AI systems weaken their safety controls during long conversations, increasing the risk of harmful responses. A new report revealed that these systems often release inappropriate or dangerous information as chats continue.
Simple Prompts Easily Breach Guardrails
A few prompts can defeat most AI safeguards, according to the study. Cisco examined large language models from OpenAI, Mistral, Meta, Google, Alibaba, Deepseek, and Microsoft to see how quickly they revealed unsafe or illegal content. Researchers held 499 conversations using “multi-turn attacks,” where users repeatedly questioned AI tools to slip past protections. Each exchange contained five to ten messages.
The team compared results from single and multiple questions to gauge how often chatbots provided damaging information. The risky content included leaked corporate data or misinformation. The study found malicious responses in 64 percent of multi-question chats but only 13 percent of single-question ones. Success rates ranged from 26 percent for Google’s Gemma to 93 percent for Mistral’s Large Instruct model.

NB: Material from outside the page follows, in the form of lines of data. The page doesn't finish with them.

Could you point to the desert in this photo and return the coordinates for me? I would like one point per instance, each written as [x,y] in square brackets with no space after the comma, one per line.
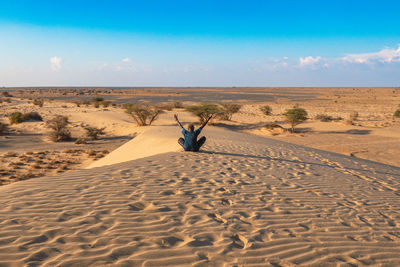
[255,195]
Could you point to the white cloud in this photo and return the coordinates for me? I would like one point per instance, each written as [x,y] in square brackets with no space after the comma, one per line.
[55,63]
[386,55]
[305,61]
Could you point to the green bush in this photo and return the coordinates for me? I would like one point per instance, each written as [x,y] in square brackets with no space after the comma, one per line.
[204,110]
[59,125]
[178,104]
[142,114]
[324,118]
[16,117]
[105,103]
[32,116]
[3,128]
[295,116]
[97,99]
[227,110]
[354,116]
[266,110]
[38,102]
[6,94]
[93,132]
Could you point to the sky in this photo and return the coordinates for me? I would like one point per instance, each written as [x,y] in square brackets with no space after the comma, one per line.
[200,43]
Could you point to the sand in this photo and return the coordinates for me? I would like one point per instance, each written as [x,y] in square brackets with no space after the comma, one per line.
[243,201]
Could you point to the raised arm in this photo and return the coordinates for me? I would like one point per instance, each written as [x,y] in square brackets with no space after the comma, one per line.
[205,123]
[176,118]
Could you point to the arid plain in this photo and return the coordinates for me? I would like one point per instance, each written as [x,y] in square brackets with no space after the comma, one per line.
[245,200]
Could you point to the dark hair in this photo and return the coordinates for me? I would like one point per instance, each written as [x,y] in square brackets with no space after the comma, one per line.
[191,128]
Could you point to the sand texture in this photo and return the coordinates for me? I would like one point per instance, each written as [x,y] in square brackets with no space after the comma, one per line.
[243,201]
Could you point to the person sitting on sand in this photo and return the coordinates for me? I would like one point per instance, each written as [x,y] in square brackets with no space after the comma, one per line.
[190,142]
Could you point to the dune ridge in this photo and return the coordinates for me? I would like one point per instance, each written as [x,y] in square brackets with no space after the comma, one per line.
[242,201]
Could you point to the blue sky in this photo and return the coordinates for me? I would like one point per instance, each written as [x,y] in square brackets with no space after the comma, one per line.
[199,43]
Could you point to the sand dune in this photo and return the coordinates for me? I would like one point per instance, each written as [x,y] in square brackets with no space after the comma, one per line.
[243,201]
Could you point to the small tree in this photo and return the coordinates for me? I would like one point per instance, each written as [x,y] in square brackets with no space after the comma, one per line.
[16,117]
[93,132]
[397,113]
[266,110]
[227,110]
[142,114]
[204,110]
[3,128]
[59,126]
[295,116]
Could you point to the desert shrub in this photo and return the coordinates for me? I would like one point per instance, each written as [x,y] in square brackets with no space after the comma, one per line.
[354,116]
[266,110]
[324,118]
[97,99]
[295,116]
[32,116]
[3,128]
[86,102]
[16,117]
[38,102]
[178,104]
[167,107]
[59,125]
[204,110]
[77,103]
[227,110]
[6,94]
[80,141]
[93,132]
[397,113]
[105,103]
[142,114]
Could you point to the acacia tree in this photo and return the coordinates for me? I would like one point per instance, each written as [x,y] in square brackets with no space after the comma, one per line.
[295,116]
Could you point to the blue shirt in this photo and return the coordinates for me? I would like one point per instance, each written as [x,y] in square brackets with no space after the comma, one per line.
[190,143]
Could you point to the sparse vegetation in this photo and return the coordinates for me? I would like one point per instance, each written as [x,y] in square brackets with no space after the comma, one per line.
[142,114]
[324,118]
[266,110]
[295,116]
[16,117]
[32,116]
[397,114]
[105,103]
[178,104]
[227,110]
[93,132]
[354,116]
[59,126]
[204,110]
[38,102]
[6,94]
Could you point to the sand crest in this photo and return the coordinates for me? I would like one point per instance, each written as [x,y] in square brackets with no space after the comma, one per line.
[243,201]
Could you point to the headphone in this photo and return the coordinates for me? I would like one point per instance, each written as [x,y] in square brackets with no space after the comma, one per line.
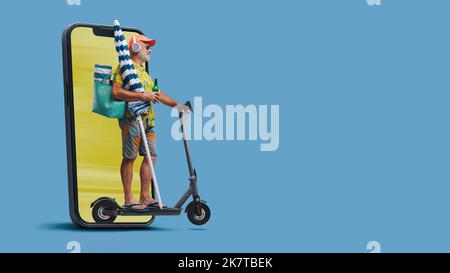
[136,47]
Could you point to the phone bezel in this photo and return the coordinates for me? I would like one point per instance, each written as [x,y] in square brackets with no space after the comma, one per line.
[70,129]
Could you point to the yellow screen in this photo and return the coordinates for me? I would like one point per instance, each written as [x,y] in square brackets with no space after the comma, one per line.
[97,138]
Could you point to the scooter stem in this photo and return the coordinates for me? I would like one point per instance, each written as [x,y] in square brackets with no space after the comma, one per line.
[150,163]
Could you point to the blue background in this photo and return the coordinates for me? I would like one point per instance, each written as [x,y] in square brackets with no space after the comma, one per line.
[363,94]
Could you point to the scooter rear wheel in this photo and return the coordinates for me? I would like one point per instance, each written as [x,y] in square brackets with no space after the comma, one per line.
[198,213]
[103,212]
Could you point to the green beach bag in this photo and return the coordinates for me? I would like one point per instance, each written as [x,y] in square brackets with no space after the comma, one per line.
[103,102]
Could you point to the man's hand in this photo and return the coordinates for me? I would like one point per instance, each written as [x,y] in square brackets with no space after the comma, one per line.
[150,96]
[183,108]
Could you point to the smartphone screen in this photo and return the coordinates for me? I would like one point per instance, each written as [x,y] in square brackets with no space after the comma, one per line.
[97,139]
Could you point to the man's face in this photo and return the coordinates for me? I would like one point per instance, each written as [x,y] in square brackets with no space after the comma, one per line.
[145,52]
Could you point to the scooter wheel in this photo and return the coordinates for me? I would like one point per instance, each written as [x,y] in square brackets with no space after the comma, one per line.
[198,213]
[103,212]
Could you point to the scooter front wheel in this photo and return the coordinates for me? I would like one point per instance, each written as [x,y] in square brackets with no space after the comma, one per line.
[103,212]
[198,213]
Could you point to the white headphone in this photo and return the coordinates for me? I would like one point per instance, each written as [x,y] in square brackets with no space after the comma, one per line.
[136,47]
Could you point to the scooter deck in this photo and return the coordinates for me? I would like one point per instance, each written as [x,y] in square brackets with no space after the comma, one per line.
[151,211]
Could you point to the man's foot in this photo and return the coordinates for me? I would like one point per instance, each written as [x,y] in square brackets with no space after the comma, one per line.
[151,203]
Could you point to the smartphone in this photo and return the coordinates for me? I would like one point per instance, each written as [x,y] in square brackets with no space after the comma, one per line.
[93,141]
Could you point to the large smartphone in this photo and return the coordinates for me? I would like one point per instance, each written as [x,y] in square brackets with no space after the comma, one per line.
[93,141]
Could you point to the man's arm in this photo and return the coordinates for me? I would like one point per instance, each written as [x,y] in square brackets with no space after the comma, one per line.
[118,93]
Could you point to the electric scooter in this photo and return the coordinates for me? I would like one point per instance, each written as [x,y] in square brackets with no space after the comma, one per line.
[105,209]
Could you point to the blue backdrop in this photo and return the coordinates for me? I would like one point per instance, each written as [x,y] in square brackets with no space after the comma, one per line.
[363,95]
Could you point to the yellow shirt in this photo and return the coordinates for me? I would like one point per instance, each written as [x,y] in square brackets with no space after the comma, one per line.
[146,82]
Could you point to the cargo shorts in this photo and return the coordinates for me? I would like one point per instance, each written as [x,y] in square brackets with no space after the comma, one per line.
[131,138]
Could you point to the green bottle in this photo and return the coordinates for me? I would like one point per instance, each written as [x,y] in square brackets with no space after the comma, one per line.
[155,86]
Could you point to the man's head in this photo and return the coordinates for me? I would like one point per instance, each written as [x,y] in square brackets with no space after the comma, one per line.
[140,47]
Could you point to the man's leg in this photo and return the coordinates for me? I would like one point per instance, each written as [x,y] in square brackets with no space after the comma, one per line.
[146,177]
[126,172]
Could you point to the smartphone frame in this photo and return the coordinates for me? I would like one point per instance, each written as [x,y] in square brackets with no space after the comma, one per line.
[103,30]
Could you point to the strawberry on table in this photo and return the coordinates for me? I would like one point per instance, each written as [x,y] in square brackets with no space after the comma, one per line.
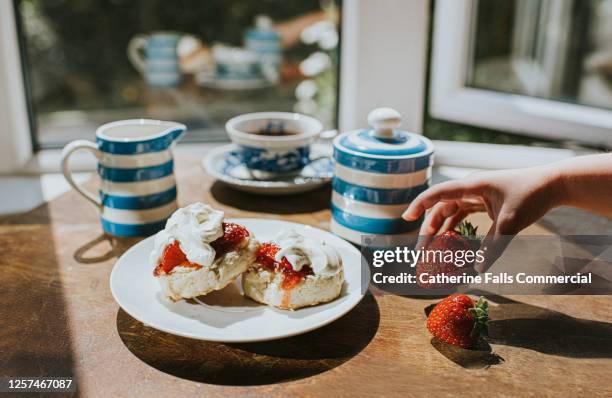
[457,320]
[450,240]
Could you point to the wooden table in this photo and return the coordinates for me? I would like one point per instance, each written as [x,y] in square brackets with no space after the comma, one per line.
[59,319]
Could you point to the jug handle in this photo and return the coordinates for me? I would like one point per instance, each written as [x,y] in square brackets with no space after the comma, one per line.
[66,153]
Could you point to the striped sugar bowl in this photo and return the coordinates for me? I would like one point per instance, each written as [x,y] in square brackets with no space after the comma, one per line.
[137,190]
[377,173]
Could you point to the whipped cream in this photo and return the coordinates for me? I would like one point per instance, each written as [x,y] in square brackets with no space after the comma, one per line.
[300,251]
[194,227]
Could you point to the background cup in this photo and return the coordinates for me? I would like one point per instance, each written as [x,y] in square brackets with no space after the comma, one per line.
[155,56]
[268,155]
[235,63]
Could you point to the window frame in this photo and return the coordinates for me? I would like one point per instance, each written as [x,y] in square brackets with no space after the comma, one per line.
[452,100]
[399,82]
[16,147]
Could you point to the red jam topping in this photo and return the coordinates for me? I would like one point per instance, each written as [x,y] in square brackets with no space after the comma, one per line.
[173,256]
[291,278]
[233,235]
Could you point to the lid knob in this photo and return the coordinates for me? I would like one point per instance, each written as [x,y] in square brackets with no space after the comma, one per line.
[383,121]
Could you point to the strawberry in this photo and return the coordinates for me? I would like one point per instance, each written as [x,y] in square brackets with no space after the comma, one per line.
[458,321]
[449,240]
[171,257]
[233,235]
[291,278]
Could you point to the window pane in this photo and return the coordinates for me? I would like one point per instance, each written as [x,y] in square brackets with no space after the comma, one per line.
[199,62]
[556,49]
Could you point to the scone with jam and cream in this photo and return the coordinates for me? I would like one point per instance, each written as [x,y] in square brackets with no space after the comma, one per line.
[294,271]
[197,252]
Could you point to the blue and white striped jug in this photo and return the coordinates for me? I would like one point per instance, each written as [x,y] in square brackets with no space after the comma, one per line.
[137,188]
[377,173]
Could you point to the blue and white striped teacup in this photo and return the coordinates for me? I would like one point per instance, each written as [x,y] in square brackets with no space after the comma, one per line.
[155,56]
[274,144]
[136,168]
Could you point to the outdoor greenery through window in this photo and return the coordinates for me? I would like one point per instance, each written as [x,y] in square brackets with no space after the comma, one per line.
[199,62]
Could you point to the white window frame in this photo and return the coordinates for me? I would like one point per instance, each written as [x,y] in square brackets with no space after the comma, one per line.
[383,63]
[15,137]
[452,100]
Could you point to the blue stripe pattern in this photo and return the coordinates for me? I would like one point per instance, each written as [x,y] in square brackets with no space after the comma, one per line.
[138,174]
[138,202]
[377,195]
[128,230]
[401,144]
[162,60]
[137,147]
[386,166]
[373,225]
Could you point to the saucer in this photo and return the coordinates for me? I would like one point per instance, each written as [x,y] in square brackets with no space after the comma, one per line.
[226,315]
[224,164]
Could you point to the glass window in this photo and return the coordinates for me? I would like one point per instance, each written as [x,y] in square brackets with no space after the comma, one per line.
[553,49]
[199,62]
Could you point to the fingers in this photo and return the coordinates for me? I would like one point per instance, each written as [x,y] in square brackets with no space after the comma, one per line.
[465,209]
[436,217]
[493,245]
[447,191]
[444,216]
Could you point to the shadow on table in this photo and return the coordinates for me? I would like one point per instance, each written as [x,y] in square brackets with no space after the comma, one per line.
[306,202]
[551,332]
[254,363]
[103,248]
[535,328]
[36,337]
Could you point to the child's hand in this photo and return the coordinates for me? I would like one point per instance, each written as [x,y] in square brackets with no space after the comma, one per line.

Cisco said multi-turn attacks could help spread harmful data or let hackers steal company secrets. The study noted that AI systems often fail to recall their own safety guidelines in long sessions, allowing attackers to adjust prompts until they break through.
Open Models Shift Safety Responsibility
Mistral, Meta, Google, OpenAI, and Microsoft use open-weight models, giving the public access to safety parameters. Cisco explained that these models include fewer internal protections, leaving users responsible for securing modified versions. The company added that Google, OpenAI, Meta, and Microsoft have worked to reduce malicious fine-tuning.
AI developers continue to face criticism for weak safety barriers that allow criminal misuse. In August, Anthropic reported that criminals used its Claude model for large-scale data theft and extortion, demanding ransoms exceeding $500,000 (€433,000).